Difference and Sameness: Augusta
Webster
A Report of an Aesthetic Realism
Class
by Amy Dienes
I am proud to report on
a beautiful lecture Eli Siegel gave on April 17, 1977 entitled, "Difference
and Sameness: Augusta Webster." He began by saying:
I felt there was a
lady, who, if I didn't talk about her would perhaps be completely untalked
of, and that was not deserved...As far as I know she is one of the most
powerfully minded women...Her life is important...She represents the meaning
of the opposites in a way that is entirely her own.
"The meaning of the opposites"
in the life of Augusta Davies Webster, 1837-1894, is what Mr. Siegel showed,
resplendently and vividly in this class. She was an exceptionally
well educated woman who worked with John Stuart Mill and others in behalf
of women's rights and equal educational opportunities. She received
some recognition as a poet in her lifetime and was esteemed by Christina
Rossetti, who described her as "formidable." Mr. Siegel spoke of
the power of her mind, and about her poetry he said, with great feeling:
The poems of Miss Davies...hover
unbearably about poetry so much that I really feel sad I cannot say [they
are poetic]. I don't know of a better instance of poetry that
is not entire...with the window open a little more, the door closed a little
more, it would be poetry. She's exceedingly dramatic. She knows
situations.
Poetic music that is entire,
I learned from Aesthetic Realism, arises from opposites seen and felt as
one so deeply that the world itself is liked honestly, intensely!

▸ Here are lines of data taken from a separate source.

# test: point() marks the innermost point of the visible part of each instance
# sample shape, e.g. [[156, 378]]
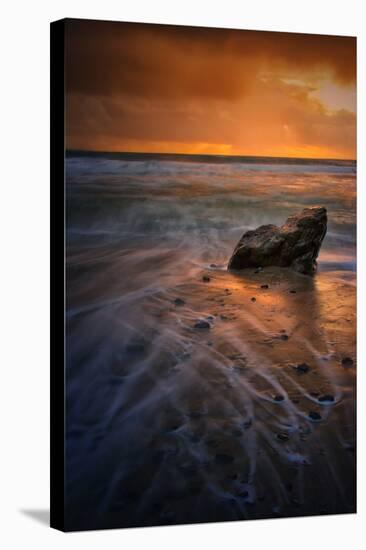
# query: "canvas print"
[[210, 260]]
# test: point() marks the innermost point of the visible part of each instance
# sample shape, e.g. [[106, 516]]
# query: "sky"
[[169, 89]]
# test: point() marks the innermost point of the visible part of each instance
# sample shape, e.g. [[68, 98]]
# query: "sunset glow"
[[153, 88]]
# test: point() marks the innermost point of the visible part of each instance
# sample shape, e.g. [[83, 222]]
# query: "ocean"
[[167, 423]]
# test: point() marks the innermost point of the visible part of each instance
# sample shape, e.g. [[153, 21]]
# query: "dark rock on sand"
[[347, 362], [282, 437], [202, 325], [314, 415], [326, 398], [295, 244], [302, 368]]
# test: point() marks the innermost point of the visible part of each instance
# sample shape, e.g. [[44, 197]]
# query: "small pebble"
[[326, 398], [282, 437], [314, 415], [302, 368], [202, 325]]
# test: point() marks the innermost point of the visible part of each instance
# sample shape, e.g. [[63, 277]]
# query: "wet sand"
[[250, 417], [195, 394]]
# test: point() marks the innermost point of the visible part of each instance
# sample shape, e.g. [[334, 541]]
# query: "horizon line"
[[104, 152]]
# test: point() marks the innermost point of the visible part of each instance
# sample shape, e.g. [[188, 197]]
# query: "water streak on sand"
[[169, 423]]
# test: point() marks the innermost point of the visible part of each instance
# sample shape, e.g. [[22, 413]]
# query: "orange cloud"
[[180, 89]]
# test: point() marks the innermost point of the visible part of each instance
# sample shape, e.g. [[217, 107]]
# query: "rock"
[[347, 362], [282, 437], [326, 398], [202, 325], [314, 415], [302, 368], [295, 244]]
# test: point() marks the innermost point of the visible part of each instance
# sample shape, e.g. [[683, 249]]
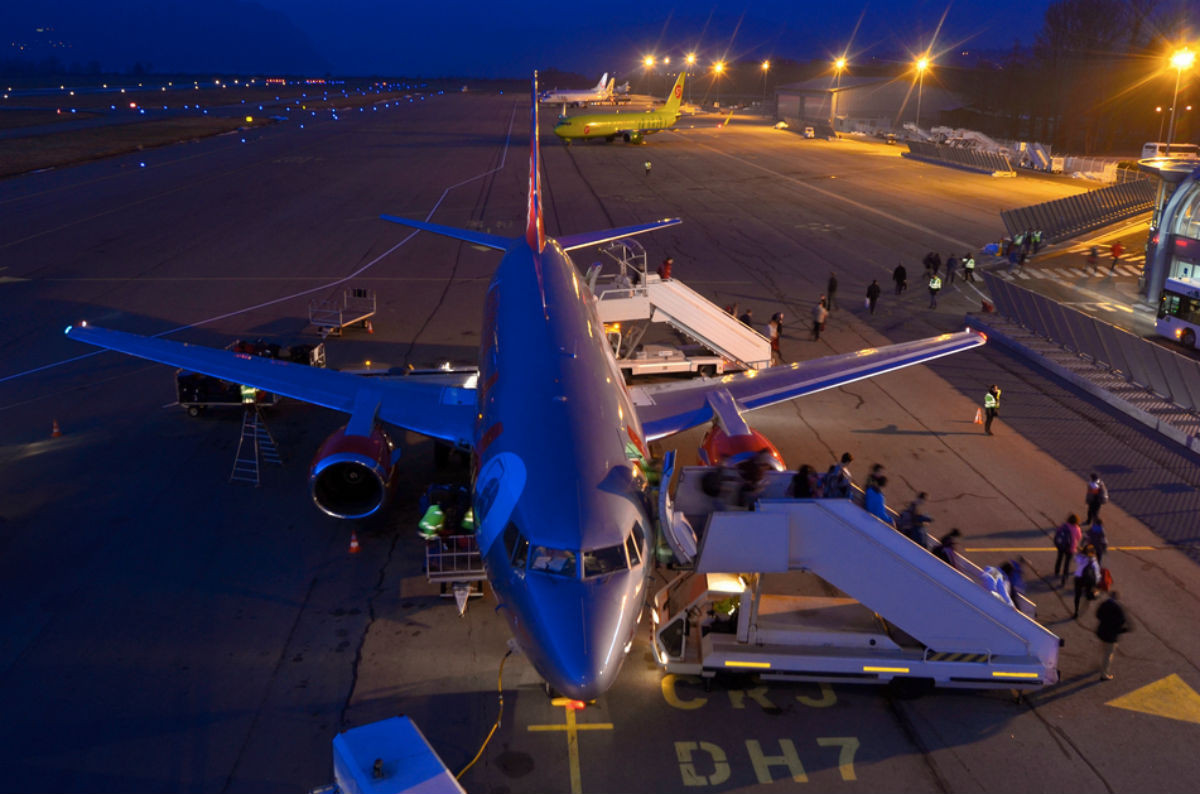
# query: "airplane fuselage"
[[564, 528]]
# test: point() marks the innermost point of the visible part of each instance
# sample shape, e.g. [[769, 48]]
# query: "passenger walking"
[[1113, 623], [838, 480], [873, 294], [1116, 250], [875, 503], [1066, 540], [820, 314], [665, 269], [947, 548], [990, 407], [935, 287], [1097, 497], [969, 268], [1098, 540], [1087, 575]]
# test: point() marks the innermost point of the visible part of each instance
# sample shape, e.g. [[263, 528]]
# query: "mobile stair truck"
[[630, 299], [821, 590]]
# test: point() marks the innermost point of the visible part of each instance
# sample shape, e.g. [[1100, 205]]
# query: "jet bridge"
[[630, 294], [819, 589]]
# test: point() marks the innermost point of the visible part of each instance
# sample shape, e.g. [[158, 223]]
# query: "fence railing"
[[1066, 217], [973, 158], [1164, 372]]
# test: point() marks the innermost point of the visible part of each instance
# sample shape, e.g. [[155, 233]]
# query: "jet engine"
[[719, 446], [351, 475]]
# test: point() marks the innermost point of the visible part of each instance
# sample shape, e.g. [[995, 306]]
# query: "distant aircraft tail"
[[676, 95]]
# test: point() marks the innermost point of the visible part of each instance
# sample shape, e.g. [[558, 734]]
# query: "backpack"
[[1062, 539]]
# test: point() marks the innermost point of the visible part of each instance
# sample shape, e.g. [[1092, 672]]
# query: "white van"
[[1191, 151]]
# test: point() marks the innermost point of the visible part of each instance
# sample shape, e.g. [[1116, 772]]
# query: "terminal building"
[[862, 103]]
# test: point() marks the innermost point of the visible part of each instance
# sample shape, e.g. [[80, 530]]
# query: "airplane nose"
[[582, 638]]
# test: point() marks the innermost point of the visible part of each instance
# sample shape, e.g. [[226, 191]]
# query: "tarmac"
[[168, 630]]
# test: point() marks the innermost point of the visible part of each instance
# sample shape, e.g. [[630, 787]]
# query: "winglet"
[[535, 232]]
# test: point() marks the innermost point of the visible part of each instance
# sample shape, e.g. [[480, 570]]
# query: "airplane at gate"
[[558, 440], [630, 126], [601, 92]]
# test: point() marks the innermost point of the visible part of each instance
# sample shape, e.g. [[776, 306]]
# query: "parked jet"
[[601, 92], [630, 126], [558, 440]]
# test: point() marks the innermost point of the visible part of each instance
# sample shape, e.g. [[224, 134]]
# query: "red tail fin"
[[535, 232]]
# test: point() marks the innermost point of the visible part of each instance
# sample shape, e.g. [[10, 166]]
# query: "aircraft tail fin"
[[676, 95], [535, 230]]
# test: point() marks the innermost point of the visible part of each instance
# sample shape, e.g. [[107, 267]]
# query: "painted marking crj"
[[558, 439]]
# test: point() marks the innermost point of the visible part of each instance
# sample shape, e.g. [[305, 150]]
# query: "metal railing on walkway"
[[1074, 215], [1169, 374], [972, 158]]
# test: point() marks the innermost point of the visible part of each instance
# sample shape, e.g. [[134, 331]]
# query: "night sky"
[[495, 40]]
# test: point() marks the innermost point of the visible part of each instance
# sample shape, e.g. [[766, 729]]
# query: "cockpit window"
[[604, 560], [559, 561], [516, 545]]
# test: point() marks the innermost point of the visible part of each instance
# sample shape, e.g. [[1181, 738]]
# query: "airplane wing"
[[673, 407], [441, 411]]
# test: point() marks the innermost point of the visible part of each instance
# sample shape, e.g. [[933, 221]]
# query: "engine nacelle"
[[351, 476], [719, 447]]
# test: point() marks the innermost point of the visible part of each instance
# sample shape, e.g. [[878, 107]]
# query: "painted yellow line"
[[1009, 549]]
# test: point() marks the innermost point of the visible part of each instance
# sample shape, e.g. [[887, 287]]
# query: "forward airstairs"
[[627, 293], [821, 590]]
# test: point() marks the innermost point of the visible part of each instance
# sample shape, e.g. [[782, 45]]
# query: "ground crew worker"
[[990, 407]]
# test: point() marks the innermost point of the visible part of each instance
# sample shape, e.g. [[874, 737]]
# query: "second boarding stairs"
[[657, 300], [879, 607]]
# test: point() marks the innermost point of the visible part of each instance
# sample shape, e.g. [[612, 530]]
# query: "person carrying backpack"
[[1097, 497], [1066, 541]]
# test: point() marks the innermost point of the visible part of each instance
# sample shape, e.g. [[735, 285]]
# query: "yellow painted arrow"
[[1168, 697]]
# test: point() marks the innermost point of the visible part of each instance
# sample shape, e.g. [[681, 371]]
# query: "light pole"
[[1181, 60], [691, 61], [839, 66], [922, 65]]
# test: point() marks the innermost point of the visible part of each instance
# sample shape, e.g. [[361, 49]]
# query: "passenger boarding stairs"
[[934, 623], [255, 446], [671, 301]]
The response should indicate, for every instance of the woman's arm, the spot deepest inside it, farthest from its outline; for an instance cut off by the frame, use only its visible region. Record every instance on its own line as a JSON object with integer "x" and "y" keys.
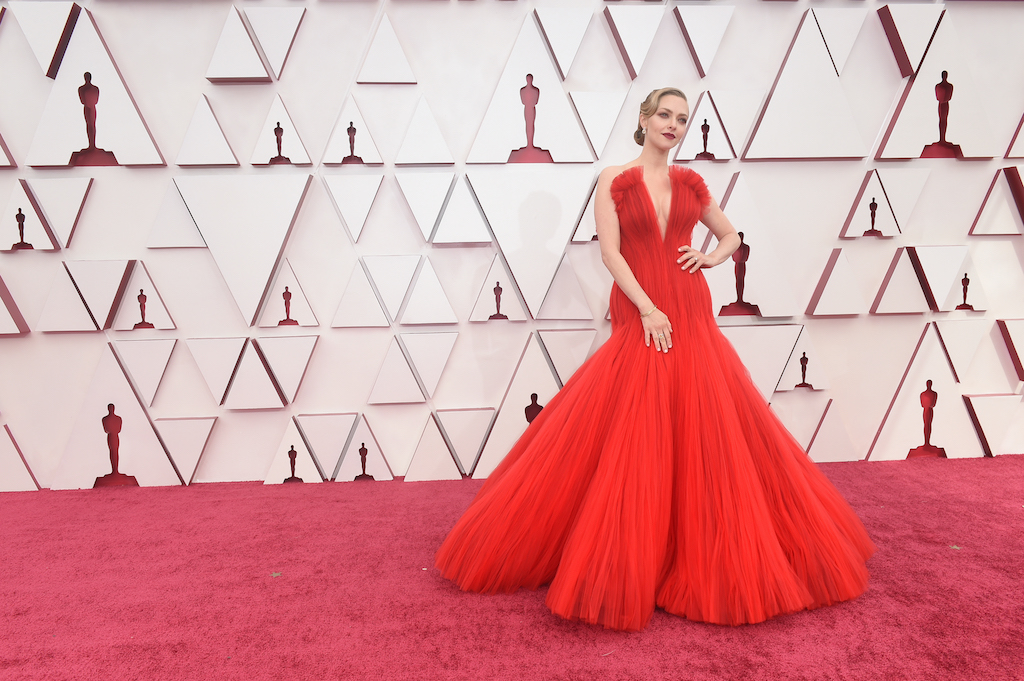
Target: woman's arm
{"x": 655, "y": 324}
{"x": 728, "y": 241}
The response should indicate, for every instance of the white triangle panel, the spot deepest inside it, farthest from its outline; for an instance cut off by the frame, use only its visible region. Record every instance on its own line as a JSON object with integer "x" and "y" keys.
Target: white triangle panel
{"x": 395, "y": 383}
{"x": 425, "y": 193}
{"x": 61, "y": 201}
{"x": 532, "y": 209}
{"x": 901, "y": 291}
{"x": 466, "y": 429}
{"x": 568, "y": 348}
{"x": 424, "y": 142}
{"x": 487, "y": 304}
{"x": 350, "y": 141}
{"x": 532, "y": 376}
{"x": 428, "y": 302}
{"x": 702, "y": 28}
{"x": 808, "y": 114}
{"x": 100, "y": 282}
{"x": 563, "y": 29}
{"x": 43, "y": 25}
{"x": 288, "y": 357}
{"x": 65, "y": 310}
{"x": 119, "y": 125}
{"x": 216, "y": 358}
{"x": 251, "y": 385}
{"x": 999, "y": 214}
{"x": 391, "y": 274}
{"x": 358, "y": 306}
{"x": 86, "y": 455}
{"x": 145, "y": 362}
{"x": 916, "y": 121}
{"x": 565, "y": 299}
{"x": 281, "y": 465}
{"x": 765, "y": 350}
{"x": 292, "y": 150}
{"x": 140, "y": 288}
{"x": 236, "y": 57}
{"x": 298, "y": 311}
{"x": 840, "y": 292}
{"x": 840, "y": 28}
{"x": 462, "y": 222}
{"x": 871, "y": 211}
{"x": 718, "y": 139}
{"x": 35, "y": 229}
{"x": 205, "y": 143}
{"x": 185, "y": 439}
{"x": 245, "y": 221}
{"x": 385, "y": 61}
{"x": 429, "y": 353}
{"x": 14, "y": 473}
{"x": 504, "y": 127}
{"x": 598, "y": 112}
{"x": 377, "y": 465}
{"x": 909, "y": 29}
{"x": 432, "y": 460}
{"x": 903, "y": 427}
{"x": 275, "y": 29}
{"x": 352, "y": 196}
{"x": 327, "y": 435}
{"x": 174, "y": 226}
{"x": 633, "y": 28}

Mr. Siegel showed throughout this class that Augusta Webster had a powerful,
discerning mind, and people today can learn from the way she saw, because
she is so close to being poetic on matters that affect both men and women
very deeply. Mr. Siegel read from her book, Portraits, published
in 1870, containing eleven long dramatic monologues--a poetic form made
popular by Robert Browning. The first was "Medea," presenting that
woman of ancient Greece as a drama of terrific activity and repose--opposites
that we learned were central in the life of Mrs. Webster herself.
Medea, said Mr. Siegel, "is one of the most famous questioners of men.
She represents woman angry." She defies her father by helping Jason
to obtain the Golden Fleece and running away with him. They marry and have
two sons, but when Jason betrays her, her rage is so great that she kills
the children she had with him, as well as the other woman, A Greek
scholar who had translated the "Medea" of Aeschylus, Mrs. Webster's monologue
takes place many years after these events, when Medea, who has remarried,
hears of the death of Jason. "With all she went through there seems
to be repose," said Mr. Siegel. "There is a desire to forget utterly,
to make life nothing." Hearing of Jason's death, Medea says to herself:
And this most strange
of all
that I care nothing.
This represents a desire
that can be very strong in women--the desire to get numb, feel nothing.
But then Medea realizes that with the death of Jason, there's one less
person who remembers her. She says:
But lo the
man is dead. I am forgotten.
Forgotten, something
goes from life in that-
as if oneself had
died...
"Some of the best reasoning
is in Augusta Webster," commented Mr. Siegel. "She's lively, dramatic."
She has a monologue of Circe, from Homer's Odyssey--the beautiful
temptress who, through her magic, changes Ulysses' men into swine.
Mrs. Webster has Circe say there was no change--she just took away the
disguise that made them seem human. She writes:
Change? There was no change;
only disguise gone
from them unawares
and had there been one right
true man of them
he would have drunk the
draught as I had drunk,
and stood unchanged...
"In the technique of this," Mr.
Siegel stated, "Mrs. Webster's desire to show her displeasure with men
is present." And she is likewise a critic of women. "The Happiest
Girl in the World," is a monologue about a young woman in the 1860's in
England, who has gotten her man and still feels great uncertainty.
As I studied this poem I was tremendously moved at the way Augusta Webster
gets within a woman's feelings and thoughts. You have a sense of a real
person. This girl Mr. Siegel explained, likes having a man but misses
something--that feeling of being stirred by the whole world, which love
at its best makes for. She asks:
Where are the fires
and fevers and the pangs?
where is the anguish of
too much delight,
and the delirious madness
at a kiss,
the flushing and the paling
at a look,
and passionate ecstasy of
meeting hands?
"This has slowness and speed
in it," Mr. Siegel said and he continued: [In love] there's a desire
to have a person remain the same and [the feeling] "Why don't you surprise
me?" "Why don't you shock me?" There is a desire to have grandeur
of action, and this girl complains that she doesn't have that.